The bridges stop moving when they become so long that the increasing costs incurred by locking workers into the structure outweigh the benefit that the colony gains from further shortening their trail. Bridges dismantle when the ants in the structure sense the traffic walking over them slows down below a critical threshold.
Co-lead author Dr Christopher Reid, a postdoctoral researcher at the University of Sydney's Insect Behaviour and Ecology Lab and formerly with the New Jersey Institute of Technology, said the findings could be applied to develop swarm robotics for exploration and rescue operations. By analysing how ants optimise utility, researchers may be able to create simple control algorithms to allow swarms of robots to behave in similar ways to an ant colony.
The paper, 'Army ants dynamically adjust living bridges in response to a cost-benefit trade-off', is being published in the journal Proceedings of the National Academy of Sciences (PNAS).

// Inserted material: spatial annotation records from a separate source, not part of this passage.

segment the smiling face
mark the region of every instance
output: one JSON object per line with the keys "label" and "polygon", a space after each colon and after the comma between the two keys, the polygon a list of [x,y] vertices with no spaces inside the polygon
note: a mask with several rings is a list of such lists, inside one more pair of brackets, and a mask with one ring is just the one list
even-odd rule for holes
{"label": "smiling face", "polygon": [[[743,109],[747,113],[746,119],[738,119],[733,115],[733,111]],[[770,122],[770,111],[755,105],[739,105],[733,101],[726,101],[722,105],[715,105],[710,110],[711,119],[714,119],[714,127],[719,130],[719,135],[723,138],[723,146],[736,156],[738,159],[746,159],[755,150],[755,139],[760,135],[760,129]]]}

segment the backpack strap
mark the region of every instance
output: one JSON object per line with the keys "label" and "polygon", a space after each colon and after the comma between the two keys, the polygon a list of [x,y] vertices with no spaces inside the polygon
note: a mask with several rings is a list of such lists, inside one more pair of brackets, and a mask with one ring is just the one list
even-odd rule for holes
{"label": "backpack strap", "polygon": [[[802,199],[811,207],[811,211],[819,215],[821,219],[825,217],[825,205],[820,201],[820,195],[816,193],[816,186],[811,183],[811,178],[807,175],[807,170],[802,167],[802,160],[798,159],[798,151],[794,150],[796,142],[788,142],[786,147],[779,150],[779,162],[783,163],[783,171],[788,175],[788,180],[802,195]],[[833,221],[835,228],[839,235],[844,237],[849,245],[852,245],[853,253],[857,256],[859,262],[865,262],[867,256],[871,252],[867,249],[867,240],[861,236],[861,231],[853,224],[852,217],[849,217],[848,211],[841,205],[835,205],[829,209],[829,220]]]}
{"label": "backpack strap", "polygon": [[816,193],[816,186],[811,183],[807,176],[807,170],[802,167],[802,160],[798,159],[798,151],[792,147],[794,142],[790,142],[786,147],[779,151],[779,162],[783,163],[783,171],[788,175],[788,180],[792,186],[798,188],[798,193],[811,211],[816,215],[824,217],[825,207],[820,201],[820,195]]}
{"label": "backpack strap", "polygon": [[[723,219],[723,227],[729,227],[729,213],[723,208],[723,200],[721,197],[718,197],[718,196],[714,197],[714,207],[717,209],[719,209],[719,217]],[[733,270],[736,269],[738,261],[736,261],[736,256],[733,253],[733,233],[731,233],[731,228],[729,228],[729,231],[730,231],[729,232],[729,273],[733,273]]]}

The team of researchers - from the Max Planck Institute for Ornithology (Konstanz, Germany), University of Konstanz, and the United States's New Jersey Institute of Technology, Princeton University and George Washington University - found the bridges can assemble and disassemble in seconds. They can also change their position in response to the immediate environment.
The dynamic nature of the bridges has been found to facilitate travel by the colony at maximum speed, across unknown and potentially dangerous terrains. Prior to the study it was assumed that, once they had been built, the bridges were relatively static structures.
"Indeed, after starting at intersections between twigs or lianas travelled by the ants, the bridges slowly move away from their starting point, creating shortcuts and progressively lengthening by addition of new workers, before stopping, suspended in mid-air," said Dr Reid.
"In many cases, the ants could have created better shortcuts, but instead they ceased moving their bridges before achieving the shortest route possible."
The researchers discovered that, although ants benefitted from shorter travelling distances because of their bridges, they also incurred a cost by sequestering workers that could be used for other important tasks. When building their bridges, army ants had to balance this cost-benefit trade-off.
Dr Reid said the findings had implications for other self-assembling systems, such as reconfigurable materials and autonomous robotic swarms. "Artificial systems made of independent robots operating via the same principles as the army ants could build large-scale structures as needed," Dr Reid said.
"Such swarms could accomplish remarkable tasks, such as creating bridges to navigate complex terrain, plugs to repair structural breaches, or supports to stabilise a failing structure.
"These systems could also enable robots to operate in complex unpredictable settings, such as in natural disaster areas, where human presence is dangerous or problematic."